期刊名称:Proceedings of the National Academy of Sciences
印刷版ISSN:0027-8424
电子版ISSN:1091-6490
出版年度:2017
卷号:114
期号:16
页码:E3205-E3214
DOI:10.1073/pnas.1619263114
语种:English
出版社:The National Academy of Sciences of the United States of America
摘要:Some strains of soil and marine bacteria have evolved intricate metabolic pathways for using environmentally derived aromatics as a carbon source. Many of these metabolic pathways go through intermediates such as vanillate, 3- O -methylgallate, and syringate. Demethylation of these compounds is essential for downstream aryl modification, ring opening, and subsequent assimilation of these compounds into the tricarboxylic acid (TCA) cycle, and, correspondingly, there are a variety of associated aryl demethylase systems that vary in complexity. Intriguingly, only a basic understanding of the least complex system, the tetrahydrofolate-dependent aryl demethylase LigM from Sphingomonas paucimobilis , a bacterial strain that metabolizes lignin-derived aromatics, was previously available. LigM-catalyzed demethylation enables further modification and ring opening of the single-ring aromatics vanillate and 3- O -methylgallate, which are common byproducts of biofuel production.
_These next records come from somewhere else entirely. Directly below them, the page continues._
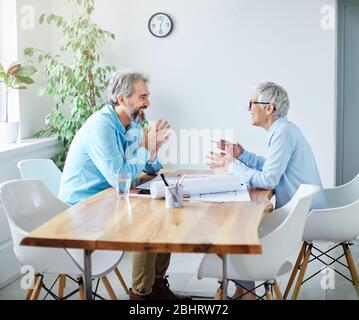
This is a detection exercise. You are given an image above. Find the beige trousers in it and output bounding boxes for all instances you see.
[132,252,171,295]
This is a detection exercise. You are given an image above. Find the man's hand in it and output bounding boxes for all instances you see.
[217,140,244,159]
[141,120,171,161]
[206,151,233,172]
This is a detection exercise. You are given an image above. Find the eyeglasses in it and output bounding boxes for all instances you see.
[248,100,276,111]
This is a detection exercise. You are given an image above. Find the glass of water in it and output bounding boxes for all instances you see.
[115,172,132,199]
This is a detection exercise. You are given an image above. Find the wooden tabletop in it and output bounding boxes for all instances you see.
[21,172,272,253]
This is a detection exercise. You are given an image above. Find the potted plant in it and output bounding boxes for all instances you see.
[0,62,37,143]
[25,0,116,169]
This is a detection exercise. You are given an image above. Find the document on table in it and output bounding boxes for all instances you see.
[137,174,213,190]
[190,187,251,202]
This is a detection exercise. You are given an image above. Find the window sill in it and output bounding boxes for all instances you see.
[0,138,61,160]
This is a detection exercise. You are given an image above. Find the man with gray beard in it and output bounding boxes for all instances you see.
[59,72,191,300]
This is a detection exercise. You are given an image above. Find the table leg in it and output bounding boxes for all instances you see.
[222,254,228,300]
[84,250,92,300]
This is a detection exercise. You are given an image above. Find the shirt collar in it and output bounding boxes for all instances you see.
[267,117,288,144]
[105,105,126,134]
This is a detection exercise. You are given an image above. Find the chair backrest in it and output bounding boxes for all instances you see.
[17,159,61,196]
[324,174,359,208]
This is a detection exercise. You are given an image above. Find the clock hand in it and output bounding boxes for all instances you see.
[160,16,165,29]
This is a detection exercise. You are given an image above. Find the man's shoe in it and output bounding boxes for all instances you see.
[151,276,192,300]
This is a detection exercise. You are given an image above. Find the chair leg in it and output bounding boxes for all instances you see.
[283,241,308,300]
[264,283,273,300]
[57,274,66,299]
[101,277,117,300]
[25,276,39,300]
[30,275,42,300]
[292,245,312,300]
[343,243,359,298]
[79,278,85,300]
[115,267,130,294]
[273,281,283,300]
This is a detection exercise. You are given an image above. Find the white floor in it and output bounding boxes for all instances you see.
[0,241,359,300]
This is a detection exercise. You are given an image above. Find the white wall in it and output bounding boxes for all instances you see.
[17,0,53,138]
[96,0,335,185]
[16,0,335,186]
[0,0,19,121]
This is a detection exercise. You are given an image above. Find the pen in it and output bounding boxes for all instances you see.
[160,173,178,204]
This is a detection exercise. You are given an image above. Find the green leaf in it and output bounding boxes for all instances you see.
[15,64,37,78]
[39,14,46,24]
[16,76,35,84]
[7,63,21,76]
[24,48,34,57]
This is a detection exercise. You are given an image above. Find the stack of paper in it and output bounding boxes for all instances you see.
[190,187,251,202]
[150,175,248,201]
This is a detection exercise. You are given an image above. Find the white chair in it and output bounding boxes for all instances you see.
[197,185,319,299]
[17,159,62,197]
[284,174,359,299]
[0,180,129,300]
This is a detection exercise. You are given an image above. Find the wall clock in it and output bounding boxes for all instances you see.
[148,12,173,38]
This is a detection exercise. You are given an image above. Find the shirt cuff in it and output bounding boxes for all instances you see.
[228,160,255,186]
[147,157,157,164]
[137,147,151,166]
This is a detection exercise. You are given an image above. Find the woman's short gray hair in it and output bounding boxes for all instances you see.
[253,82,290,118]
[107,71,149,106]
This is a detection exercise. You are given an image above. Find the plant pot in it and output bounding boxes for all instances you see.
[0,121,19,144]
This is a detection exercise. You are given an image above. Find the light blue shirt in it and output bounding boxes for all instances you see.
[59,105,161,205]
[229,117,326,209]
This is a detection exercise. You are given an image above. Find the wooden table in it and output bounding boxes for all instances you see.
[21,171,272,299]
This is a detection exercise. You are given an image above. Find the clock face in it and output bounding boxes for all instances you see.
[148,13,173,38]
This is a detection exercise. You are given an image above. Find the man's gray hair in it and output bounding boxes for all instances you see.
[107,71,149,106]
[253,82,290,118]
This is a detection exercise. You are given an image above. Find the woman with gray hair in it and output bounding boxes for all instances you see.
[207,82,326,298]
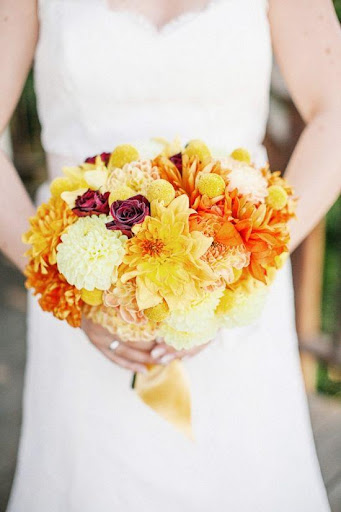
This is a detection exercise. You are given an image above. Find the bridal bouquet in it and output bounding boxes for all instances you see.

Here, we characterize aryl O -demethylation by LigM and report its 1.81-Å crystal structure, revealing a unique demethylase fold and a canonical folate-binding domain. Structural homology and geometry optimization calculations enabled the identification of LigM’s tetrahydrofolate-binding site and protein–folate interactions. Computationally guided mutagenesis and kinetic analyses allowed the identification of the enzyme’s aryl-binding site location and determination of its unique, catalytic tyrosine-dependent reaction mechanism. This work defines LigM as a distinct demethylase, both structurally and functionally, and provides insight into demethylation and its reaction requirements. These results afford the mechanistic details required for efficient utilization of LigM as a tool for aryl O -demethylation and as a component of synthetic biology efforts to valorize previously underused aromatic compounds.